ESPE Abstracts

Background: Steroidogenic factor 1 (encoded by the NR5A1 gene) is a transcriptional regulator of genes involved in gonadal development and steroidogenesis. Mutations in NR5A1 are associated with a wide phenotypic spectrum in 46,XY individuals ranging from partial/complete gonadal dysgenesis or anorchia, ambiguous genitalia, hypospadias, to infertility. However, little is known about the longitudinal course of endocrine markers for Sertoli and Leydig cell function from infancy to adolescence in these patients.

Objective: To investigate the Sertoli and Leydig cell function in 46,XY patients with an NR5A1 variant reared as males by longitudinal analyses of the Sertoli cell markers inhibin B and anti-Müllerian hormone, the gonadotropins FSH and LH as well as testosterone.

Results: We retrospectively analyzed the laboratory results of six male 46,XY patients with NR5A1 variants. During mini-puberty, inhibin B levels were in the low or low normal range, but variable (median 91 pg/ml, range 55–172 pg/ml). From the age of 10–18 years, inhibin B levels strongly decreased in all patients (median 13 pg/ml, range 3–21 pg/ml). During adolescence, anti-Müllerian hormone levels were very low as well (median 0.46 ng/ml, range 0.14–1.2 ng/ml). 3 of 4 patients who were followed during adolescence had a strong rise of FSH from a median of 9.02 IU/l (range 8.8–49.9 IU/l) to 56.1 IU/l (range 27.1–77.2 IU/l). LH increased from a median of 2.41 IU/l (range 1.03–8.8 IU/l) to 14.9 IU/l (range 7.6–48.0 IU/l). During infancy, testosterone levels ranged from 0.03 μg/l to 1.87 μg/l (median 0.48 μg/l). Interestingly, despite elevated gonadotropin levels indicating gonadal dysfunction, testosterone levels spontaneously rose into adequate levels (median of maximal testosterone 4.75 μg/l, range 2.27–7.1 μg/l) during the course of puberty.

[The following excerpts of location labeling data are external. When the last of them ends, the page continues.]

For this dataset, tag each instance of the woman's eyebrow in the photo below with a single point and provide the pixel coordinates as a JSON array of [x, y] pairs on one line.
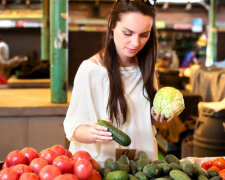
[[133, 31]]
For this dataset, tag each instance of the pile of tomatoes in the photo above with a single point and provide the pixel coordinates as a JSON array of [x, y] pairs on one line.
[[217, 164], [54, 163]]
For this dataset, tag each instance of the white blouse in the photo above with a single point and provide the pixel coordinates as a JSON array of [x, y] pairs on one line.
[[88, 105]]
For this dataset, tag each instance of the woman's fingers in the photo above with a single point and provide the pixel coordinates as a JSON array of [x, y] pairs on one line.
[[168, 120], [108, 120], [101, 133]]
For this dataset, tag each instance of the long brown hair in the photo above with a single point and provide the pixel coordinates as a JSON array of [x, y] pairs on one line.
[[117, 105]]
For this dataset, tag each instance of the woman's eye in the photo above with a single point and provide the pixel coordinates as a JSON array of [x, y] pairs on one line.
[[127, 33], [144, 35]]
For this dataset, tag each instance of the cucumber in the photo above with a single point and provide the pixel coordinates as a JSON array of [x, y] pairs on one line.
[[117, 175], [118, 136], [165, 168], [133, 167], [179, 175], [123, 160], [159, 161], [170, 158], [152, 170], [111, 164], [142, 160], [200, 170], [188, 168]]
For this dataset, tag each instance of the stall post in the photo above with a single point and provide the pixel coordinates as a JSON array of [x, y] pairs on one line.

Conclusion: Follow-up laboratory investigations may provide useful information on Sertoli and Leydig cell function in 46,XY individuals with NR5A1 variants. Primary gonadal dysgenesis in these patients is associated with hypergonadotropic hypogonadism and low Sertoli-cell markers, but spontaneous testosterone production during adolescence. Thus, Sertoli cell function seems to be more affected than Leydig cell function. More clinical studies are needed to better predict the future gonadal function including spermatogenesis and testosterone production, and to derive therapeutic implications for clinical practice.